E se o amor for uma grande invenção, cujo roteiro, personagem e trama tivessem sido antecipadamente preparados, escritos e dirigidos por nós?
O amor não é genuíno, ninguém nasce amando ninguém, o amor é uma construção humana. Apreendemos a noção/ideia e possibilidades do amor através das relações que estabelecemos e, fundamentalmente, através do modo como as relações inicialmente nos são ofertadas e afetadas desde a mais tenra infância. Construímos o amor fundador na relação com os pais, sendo primordialmente amados por alguém, vistos e atravessados pelo olhar que o outro nos confere no início da vida e no percurso sequente dela. Além disso, construímos a noção de amor vendo o outro amar a um terceiro, observando como o amor se dá nas relações ao nosso redor. Captamos as cenas em que o pai bem trata ou maltrata a mãe, a tia ao tio, o avô à avó, a fulana ao beltrano e assim vai.
Depois de abastecidos do que quer que nos tenham oferecido, seguimos repetindo o olhar conferido ao amor, aplicando-o nas nossas relações. É como se juntássemos tudo isso numa enorme fita de filme, em um rolo de registros emaranhados e, a partir daí, as cenas vão se sucedendo em uma reprodução nem tão autêntica assim. À medida que outras histórias de amor são vivenciadas, essas atualizam a passada, trazendo à tona diversos aspectos, a começar pela escolha do protagonista: o ser amado.

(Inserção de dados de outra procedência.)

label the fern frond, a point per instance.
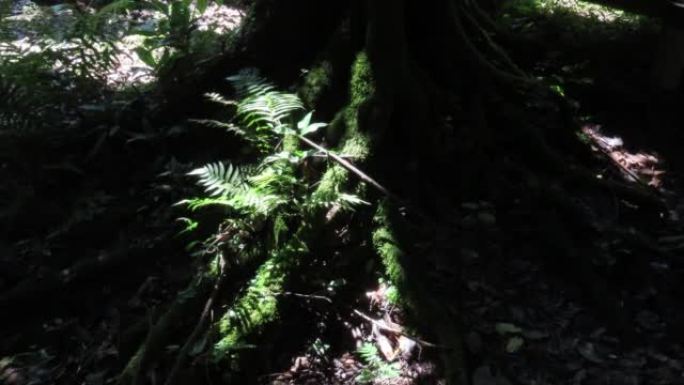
(249, 83)
(220, 179)
(218, 124)
(217, 98)
(269, 110)
(261, 105)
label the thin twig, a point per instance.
(384, 327)
(201, 325)
(351, 168)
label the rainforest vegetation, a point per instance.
(341, 192)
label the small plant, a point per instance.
(375, 368)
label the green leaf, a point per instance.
(146, 56)
(313, 128)
(304, 123)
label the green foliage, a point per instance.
(375, 368)
(269, 192)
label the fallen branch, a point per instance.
(384, 327)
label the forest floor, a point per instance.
(92, 249)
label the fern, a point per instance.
(375, 368)
(220, 179)
(248, 83)
(263, 107)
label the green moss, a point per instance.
(315, 83)
(386, 246)
(258, 306)
(362, 81)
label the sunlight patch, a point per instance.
(635, 167)
(586, 10)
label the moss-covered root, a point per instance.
(187, 302)
(409, 279)
(258, 305)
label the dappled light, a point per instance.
(330, 192)
(637, 167)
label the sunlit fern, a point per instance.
(220, 179)
(262, 107)
(247, 189)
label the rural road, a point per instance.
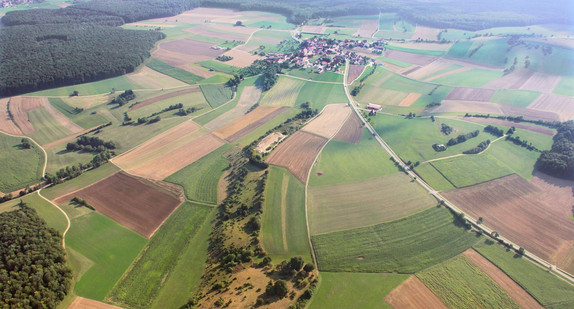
(562, 274)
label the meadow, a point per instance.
(284, 230)
(459, 283)
(406, 245)
(19, 167)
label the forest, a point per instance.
(33, 269)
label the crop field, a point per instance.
(355, 204)
(513, 207)
(19, 166)
(216, 95)
(199, 179)
(284, 93)
(140, 286)
(412, 293)
(284, 229)
(347, 290)
(179, 74)
(297, 153)
(329, 121)
(249, 122)
(103, 249)
(517, 293)
(458, 283)
(546, 288)
(406, 245)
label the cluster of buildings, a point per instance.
(328, 54)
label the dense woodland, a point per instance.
(33, 270)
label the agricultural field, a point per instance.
(406, 245)
(284, 230)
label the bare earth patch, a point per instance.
(329, 121)
(298, 153)
(514, 207)
(516, 292)
(413, 294)
(139, 204)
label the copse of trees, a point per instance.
(33, 269)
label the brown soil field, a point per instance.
(513, 207)
(355, 71)
(410, 57)
(164, 97)
(248, 98)
(61, 118)
(410, 99)
(368, 28)
(561, 105)
(351, 130)
(169, 152)
(541, 82)
(514, 80)
(413, 294)
(19, 107)
(506, 123)
(241, 58)
(84, 303)
(248, 122)
(138, 204)
(518, 294)
(470, 94)
(6, 124)
(298, 153)
(268, 140)
(313, 29)
(329, 121)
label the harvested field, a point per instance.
(329, 121)
(241, 58)
(514, 80)
(139, 204)
(351, 131)
(19, 107)
(413, 294)
(84, 303)
(470, 94)
(355, 71)
(298, 153)
(164, 97)
(410, 99)
(248, 122)
(514, 207)
(268, 141)
(517, 293)
(368, 28)
(417, 59)
(561, 105)
(6, 124)
(249, 97)
(541, 82)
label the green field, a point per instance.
(460, 284)
(284, 229)
(341, 162)
(109, 247)
(177, 73)
(355, 290)
(546, 288)
(406, 245)
(142, 284)
(520, 98)
(19, 167)
(84, 119)
(216, 95)
(200, 178)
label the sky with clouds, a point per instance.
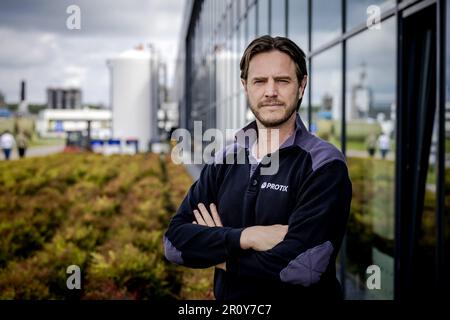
(37, 46)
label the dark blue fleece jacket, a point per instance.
(310, 192)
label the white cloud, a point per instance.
(43, 51)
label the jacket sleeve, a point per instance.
(194, 245)
(316, 229)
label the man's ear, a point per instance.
(301, 89)
(244, 84)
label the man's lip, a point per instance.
(272, 105)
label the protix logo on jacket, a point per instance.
(274, 186)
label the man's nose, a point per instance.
(271, 90)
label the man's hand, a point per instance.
(203, 218)
(263, 238)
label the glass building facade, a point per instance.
(378, 89)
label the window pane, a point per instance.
(298, 23)
(370, 145)
(278, 24)
(326, 21)
(251, 34)
(447, 157)
(326, 97)
(263, 17)
(361, 11)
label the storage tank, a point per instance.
(134, 96)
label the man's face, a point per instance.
(272, 87)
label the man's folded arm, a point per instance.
(194, 245)
(315, 232)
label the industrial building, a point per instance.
(64, 98)
(134, 91)
(376, 69)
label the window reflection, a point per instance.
(251, 17)
(263, 17)
(326, 21)
(370, 145)
(360, 11)
(326, 86)
(298, 22)
(446, 210)
(278, 24)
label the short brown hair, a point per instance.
(267, 43)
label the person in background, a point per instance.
(22, 144)
(371, 144)
(383, 144)
(7, 142)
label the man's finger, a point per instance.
(215, 215)
(206, 216)
(199, 218)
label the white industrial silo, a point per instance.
(134, 96)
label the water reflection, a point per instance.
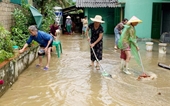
(70, 82)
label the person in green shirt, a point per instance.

Nosso primeiro filme de amor começa na puberdade/adolescência. É tempo de preparar as pipocas, brigadeiros, estocar nutella e, é claro, os lencinhos. Ahhh!! Esses amores são em sua maioria um grande drama, cheio de platonismos e sofreguidão. Nessa época acreditamos fazer nossas primeiras “escolhas” de amor. Mas estejam certos de uma coisa: não amamos alguém por acaso, escolhemos inconscientemente amar alguém por diversas razões, ou melhor, por diversas não razões. São resquícios de uma película antiga, repetida, que buscamos atualizar no tempo presente. Tudo isso fazemos escondidos de nós mesmos, muitas vezes sem sequer nos darmos conta disso. É desse mesmo lugar inconsciente que advém reproduções tão poderosas, as quais nos fazem interessar por alguém, tão somente pela covinha que o sujeito carrega no canto esquerdo, ao lado da boca. Somos fisgados na conquista inicial por detalhes: o modo como gesticula, sorri, passa a mão no cabelo, se movimenta. Somos capturados por uma química muito particular que acontece em alguns poucos encontros, esses que, na verdade, revelam-se um reencontro. Freud relata o caso de um paciente que se interessava por mulheres que tinham um certo brilho no nariz — verificado em análise mais profunda, tratava-se do mesmo brilho do nariz de sua mãe. As histórias se repetem, mesmo sem a nossa aparente percepção.
Mais adiante somos fisgados também pelo caráter do outro, somos apreendidos pelo modo como nos olha, nos trata, porém isso não significa que todos nós seremos detidos sempre pelo bom. Nem todos somos pegos pelo sujeito bom caráter, o que nos trata bem, nem sempre o interesse vem do amor cortês. Para alguns, o vilão se encaixa melhor na trama. É que o filme é repetido e esta é a “deixa” para escolher alguém e topar permitir o amor chegar. É justamente nessa hora que, para alguns casos, o bom sujeito não se encaixa, já que o amor ganhou rachaduras demais em sua construção para manter-se firme e com alguma sensatez que possam permitir ligar o sinal vermelho de alerta.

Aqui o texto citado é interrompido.